The Drug Repurposing Hub is a database maintained by the Broad Institute at MIT and Harvard. It contains thousands of compounds that have already passed some degree of safety and pharmacological testing, usually for a different indication than the one being explored. Using this library meant that Halicin's initial safety profile was partially known before antibiotic testing began — it had already been through early-stage evaluation as a diabetes treatment. That's a head start in development.
Does AI replace scientists in drug discovery?

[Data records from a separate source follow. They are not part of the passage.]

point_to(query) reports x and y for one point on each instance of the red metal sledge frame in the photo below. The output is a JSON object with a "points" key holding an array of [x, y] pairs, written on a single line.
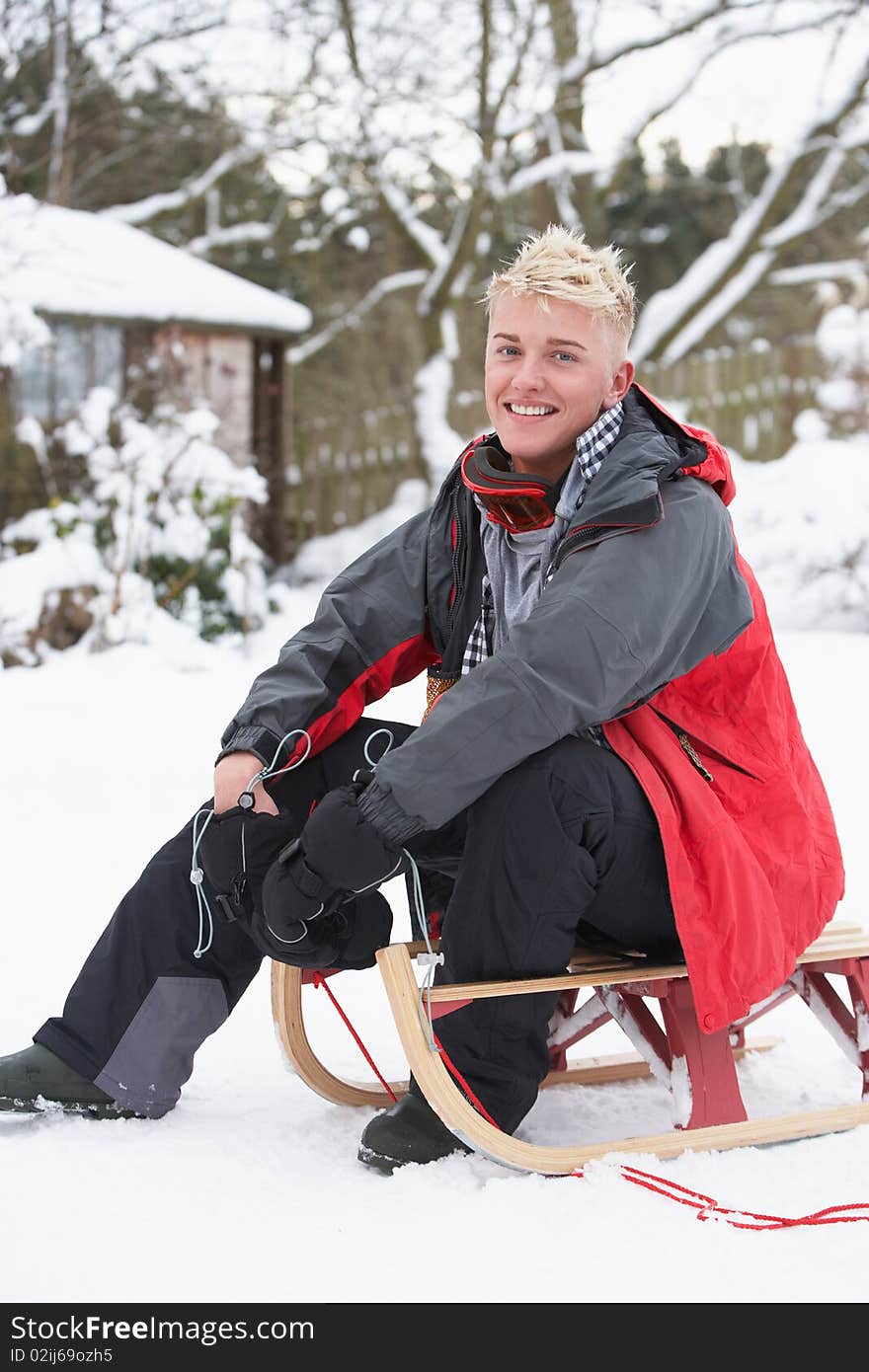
{"points": [[696, 1068]]}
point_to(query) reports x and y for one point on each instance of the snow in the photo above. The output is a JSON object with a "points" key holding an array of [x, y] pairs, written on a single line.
{"points": [[250, 1189], [67, 263]]}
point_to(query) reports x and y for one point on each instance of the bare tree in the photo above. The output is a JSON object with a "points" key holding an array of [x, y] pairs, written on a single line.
{"points": [[464, 125], [453, 121]]}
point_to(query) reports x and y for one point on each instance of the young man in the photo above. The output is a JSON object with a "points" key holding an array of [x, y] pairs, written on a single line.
{"points": [[616, 753]]}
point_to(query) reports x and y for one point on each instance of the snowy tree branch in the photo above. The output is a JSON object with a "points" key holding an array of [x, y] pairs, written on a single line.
{"points": [[398, 281]]}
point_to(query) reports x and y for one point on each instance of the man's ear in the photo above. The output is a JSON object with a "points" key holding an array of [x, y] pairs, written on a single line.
{"points": [[619, 384]]}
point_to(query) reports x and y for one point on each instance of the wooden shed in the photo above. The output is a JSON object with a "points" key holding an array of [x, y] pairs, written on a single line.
{"points": [[151, 321]]}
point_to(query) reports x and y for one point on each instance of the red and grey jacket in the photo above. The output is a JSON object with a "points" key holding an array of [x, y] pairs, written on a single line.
{"points": [[651, 626]]}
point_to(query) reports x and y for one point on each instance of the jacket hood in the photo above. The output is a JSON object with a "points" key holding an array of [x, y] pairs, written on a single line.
{"points": [[713, 464]]}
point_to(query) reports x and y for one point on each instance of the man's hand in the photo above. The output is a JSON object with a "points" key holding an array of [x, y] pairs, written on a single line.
{"points": [[231, 778]]}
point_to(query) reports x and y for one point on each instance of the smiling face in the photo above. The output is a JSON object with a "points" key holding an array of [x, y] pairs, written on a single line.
{"points": [[549, 373]]}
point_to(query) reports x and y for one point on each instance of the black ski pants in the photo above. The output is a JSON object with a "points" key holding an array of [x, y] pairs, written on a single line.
{"points": [[566, 840]]}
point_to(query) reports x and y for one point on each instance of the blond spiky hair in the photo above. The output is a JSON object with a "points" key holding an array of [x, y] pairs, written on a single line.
{"points": [[559, 264]]}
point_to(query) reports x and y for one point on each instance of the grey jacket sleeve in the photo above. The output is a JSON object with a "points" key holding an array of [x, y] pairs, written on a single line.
{"points": [[366, 636], [618, 620]]}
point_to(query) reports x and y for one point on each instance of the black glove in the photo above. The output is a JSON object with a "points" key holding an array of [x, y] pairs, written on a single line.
{"points": [[319, 896], [236, 850]]}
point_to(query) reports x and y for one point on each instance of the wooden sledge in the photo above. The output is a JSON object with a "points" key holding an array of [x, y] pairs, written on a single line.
{"points": [[697, 1069]]}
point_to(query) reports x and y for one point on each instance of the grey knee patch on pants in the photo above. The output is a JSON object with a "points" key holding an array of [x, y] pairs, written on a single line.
{"points": [[155, 1055]]}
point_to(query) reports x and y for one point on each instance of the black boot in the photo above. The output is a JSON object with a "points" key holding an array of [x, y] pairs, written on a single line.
{"points": [[36, 1080], [407, 1132]]}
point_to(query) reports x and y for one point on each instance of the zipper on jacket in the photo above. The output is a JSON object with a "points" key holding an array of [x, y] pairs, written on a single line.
{"points": [[456, 558], [692, 756]]}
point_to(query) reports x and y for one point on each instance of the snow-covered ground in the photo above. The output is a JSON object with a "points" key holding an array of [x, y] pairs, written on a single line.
{"points": [[250, 1189]]}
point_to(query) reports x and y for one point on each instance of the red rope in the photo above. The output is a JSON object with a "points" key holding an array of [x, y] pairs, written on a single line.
{"points": [[709, 1209], [706, 1206], [464, 1086], [319, 980]]}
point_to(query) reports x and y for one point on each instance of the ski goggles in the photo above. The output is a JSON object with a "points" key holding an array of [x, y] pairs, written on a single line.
{"points": [[516, 499]]}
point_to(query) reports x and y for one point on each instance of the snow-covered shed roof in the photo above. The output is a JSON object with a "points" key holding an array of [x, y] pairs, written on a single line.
{"points": [[70, 263]]}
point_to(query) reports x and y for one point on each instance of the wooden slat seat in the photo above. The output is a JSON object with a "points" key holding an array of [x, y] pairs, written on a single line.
{"points": [[619, 985]]}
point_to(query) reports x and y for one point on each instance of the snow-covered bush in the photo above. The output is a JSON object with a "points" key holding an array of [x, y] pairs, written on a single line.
{"points": [[154, 527], [843, 340]]}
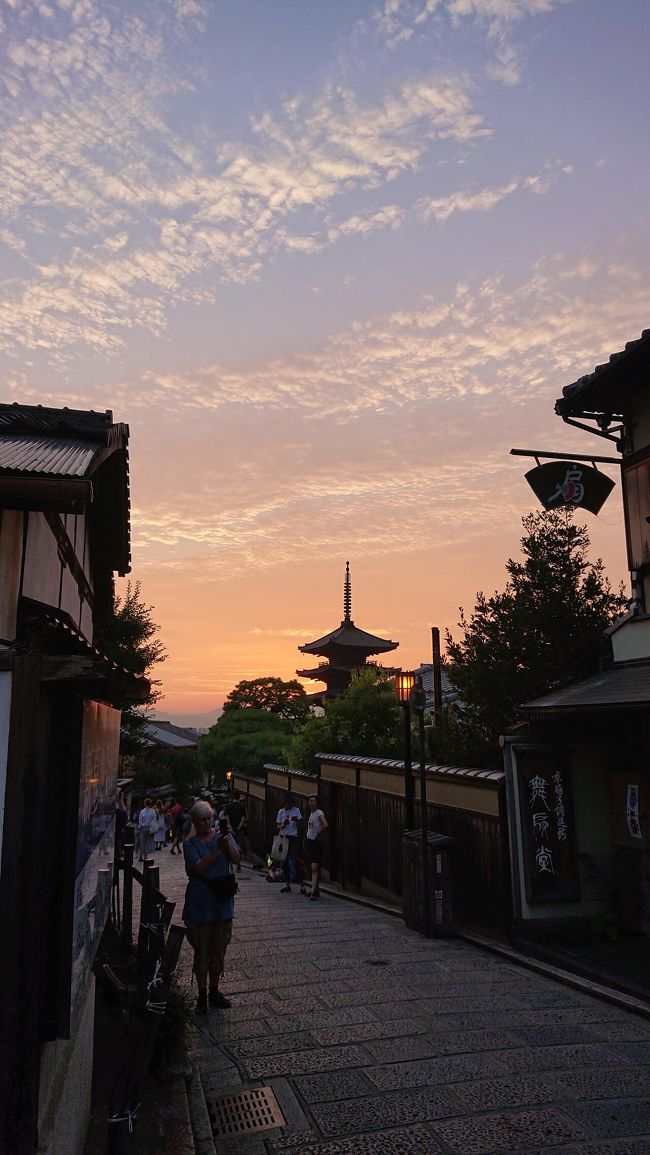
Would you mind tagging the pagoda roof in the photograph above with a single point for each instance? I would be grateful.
(346, 643)
(349, 636)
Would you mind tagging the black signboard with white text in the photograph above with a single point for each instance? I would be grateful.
(568, 483)
(547, 826)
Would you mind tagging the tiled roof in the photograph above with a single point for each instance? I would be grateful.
(44, 453)
(349, 635)
(391, 764)
(449, 692)
(165, 736)
(58, 456)
(42, 419)
(624, 684)
(603, 386)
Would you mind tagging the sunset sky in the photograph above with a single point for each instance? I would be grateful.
(329, 260)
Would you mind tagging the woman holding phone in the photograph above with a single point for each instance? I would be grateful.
(209, 901)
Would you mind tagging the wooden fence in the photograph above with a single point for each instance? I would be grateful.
(364, 803)
(141, 983)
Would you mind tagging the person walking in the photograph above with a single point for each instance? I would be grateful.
(316, 824)
(147, 827)
(238, 816)
(159, 835)
(209, 910)
(176, 818)
(286, 821)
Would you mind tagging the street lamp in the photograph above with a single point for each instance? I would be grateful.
(403, 688)
(419, 703)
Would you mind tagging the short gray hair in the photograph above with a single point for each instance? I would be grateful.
(201, 810)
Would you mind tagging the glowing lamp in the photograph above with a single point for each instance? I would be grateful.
(404, 685)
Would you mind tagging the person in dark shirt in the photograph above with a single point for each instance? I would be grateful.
(238, 817)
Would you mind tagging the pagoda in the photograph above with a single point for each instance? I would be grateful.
(346, 649)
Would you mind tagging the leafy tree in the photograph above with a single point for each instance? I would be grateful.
(545, 631)
(128, 636)
(244, 738)
(288, 699)
(365, 720)
(156, 767)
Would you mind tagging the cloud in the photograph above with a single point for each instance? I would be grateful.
(380, 436)
(398, 20)
(116, 216)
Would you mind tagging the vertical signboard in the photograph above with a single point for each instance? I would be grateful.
(547, 827)
(99, 751)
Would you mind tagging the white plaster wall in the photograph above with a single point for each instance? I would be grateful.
(10, 553)
(66, 1080)
(641, 429)
(632, 641)
(592, 840)
(43, 566)
(69, 595)
(5, 712)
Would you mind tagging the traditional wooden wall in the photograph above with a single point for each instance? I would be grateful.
(363, 849)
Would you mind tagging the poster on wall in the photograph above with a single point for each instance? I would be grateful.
(99, 750)
(630, 803)
(547, 827)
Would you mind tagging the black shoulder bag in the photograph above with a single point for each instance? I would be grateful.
(224, 887)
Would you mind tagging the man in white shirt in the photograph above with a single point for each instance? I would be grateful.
(316, 824)
(288, 819)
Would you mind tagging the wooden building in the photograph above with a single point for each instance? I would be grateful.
(64, 533)
(578, 774)
(346, 649)
(365, 806)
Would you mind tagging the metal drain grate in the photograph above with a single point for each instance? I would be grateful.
(246, 1112)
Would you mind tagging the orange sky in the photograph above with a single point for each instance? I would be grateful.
(329, 261)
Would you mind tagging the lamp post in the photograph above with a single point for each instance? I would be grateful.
(419, 703)
(403, 688)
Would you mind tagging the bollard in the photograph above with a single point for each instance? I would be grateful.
(127, 894)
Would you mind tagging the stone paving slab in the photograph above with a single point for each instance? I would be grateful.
(609, 1119)
(434, 1072)
(515, 1132)
(415, 1140)
(517, 1090)
(383, 1043)
(557, 1058)
(383, 1110)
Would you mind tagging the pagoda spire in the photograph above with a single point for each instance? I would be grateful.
(346, 596)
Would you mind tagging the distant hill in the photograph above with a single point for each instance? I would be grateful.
(196, 721)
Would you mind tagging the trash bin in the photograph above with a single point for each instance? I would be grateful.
(427, 896)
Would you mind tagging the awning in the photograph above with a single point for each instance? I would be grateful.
(625, 685)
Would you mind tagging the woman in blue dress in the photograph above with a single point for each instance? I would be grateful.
(208, 917)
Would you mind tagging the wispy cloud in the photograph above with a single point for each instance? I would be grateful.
(398, 21)
(114, 215)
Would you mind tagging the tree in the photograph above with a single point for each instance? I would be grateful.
(545, 631)
(128, 636)
(246, 739)
(365, 720)
(288, 699)
(154, 768)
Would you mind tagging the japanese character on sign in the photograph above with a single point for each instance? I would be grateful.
(540, 824)
(538, 787)
(544, 861)
(570, 489)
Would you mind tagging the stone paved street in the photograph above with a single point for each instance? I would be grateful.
(379, 1042)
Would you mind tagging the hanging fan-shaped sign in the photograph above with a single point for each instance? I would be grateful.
(561, 483)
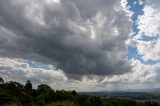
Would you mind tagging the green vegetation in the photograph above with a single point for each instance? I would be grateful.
(15, 94)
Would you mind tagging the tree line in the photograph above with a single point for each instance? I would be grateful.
(13, 93)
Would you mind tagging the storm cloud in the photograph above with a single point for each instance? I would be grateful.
(80, 37)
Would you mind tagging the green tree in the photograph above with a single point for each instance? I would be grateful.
(28, 85)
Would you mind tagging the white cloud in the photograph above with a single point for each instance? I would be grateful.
(149, 50)
(148, 24)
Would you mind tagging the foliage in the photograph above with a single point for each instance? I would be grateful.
(15, 94)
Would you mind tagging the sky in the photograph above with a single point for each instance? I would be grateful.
(82, 45)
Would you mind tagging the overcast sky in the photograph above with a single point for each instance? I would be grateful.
(86, 45)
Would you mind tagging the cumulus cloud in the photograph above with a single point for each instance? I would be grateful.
(79, 37)
(147, 23)
(149, 50)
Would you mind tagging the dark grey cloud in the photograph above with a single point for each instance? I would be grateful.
(80, 37)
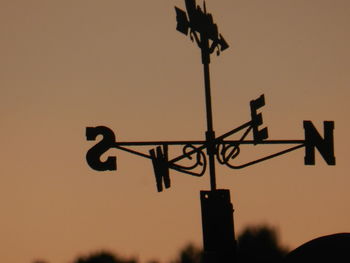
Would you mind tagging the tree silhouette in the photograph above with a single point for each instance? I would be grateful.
(259, 244)
(103, 257)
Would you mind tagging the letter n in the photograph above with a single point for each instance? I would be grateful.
(324, 145)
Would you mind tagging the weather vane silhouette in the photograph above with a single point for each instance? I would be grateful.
(217, 211)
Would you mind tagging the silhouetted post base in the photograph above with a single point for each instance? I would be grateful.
(218, 231)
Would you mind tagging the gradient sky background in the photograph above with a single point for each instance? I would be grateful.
(66, 65)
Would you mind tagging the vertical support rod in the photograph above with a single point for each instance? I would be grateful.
(210, 134)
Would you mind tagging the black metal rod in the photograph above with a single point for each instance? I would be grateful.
(210, 134)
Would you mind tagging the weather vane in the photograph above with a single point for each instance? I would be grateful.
(199, 25)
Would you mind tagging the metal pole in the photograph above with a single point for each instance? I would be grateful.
(210, 134)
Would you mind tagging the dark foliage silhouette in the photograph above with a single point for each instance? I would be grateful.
(103, 257)
(259, 244)
(331, 248)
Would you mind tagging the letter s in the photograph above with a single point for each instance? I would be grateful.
(93, 155)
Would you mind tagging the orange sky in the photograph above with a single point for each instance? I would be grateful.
(66, 65)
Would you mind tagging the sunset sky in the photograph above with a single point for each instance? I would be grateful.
(68, 65)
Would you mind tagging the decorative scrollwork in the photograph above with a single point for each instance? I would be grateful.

No. The AI model generates candidates. Human researchers design the search criteria, interpret the outputs, select compounds for physical testing, perform the lab work, analyze results, and determine what those results mean. The bottleneck in every published example so far is physical validation — wet lab testing, animal models, clinical trials. AI has accelerated the hypothesis generation stage significantly. It has not replaced any of the validation stages, which remain slow and expensive and deeply dependent on human expertise. For more on how AI augments rather than replaces expert judgment, the article on how AI reasoning is monitored and why human oversight still matters gets into some of the limits of AI autonomy in high-stakes contexts.
The honest version of this story is not that AI solved the antibiotic crisis. It hasn't. Halicin is not in clinical use. The generative compounds from 2025 are not in clinical use. Drug development is slow, and no amount of computational speed at the hypothesis generation stage changes how long it takes to run a clinical trial safely. What AI has done is move one specific bottleneck — the search problem — from "practically impossible at the scale required" to "solved." The other bottlenecks are still there. They matter. But removing one real constraint from a process that's been stuck for forty years is not nothing. That much seems clear from the published results.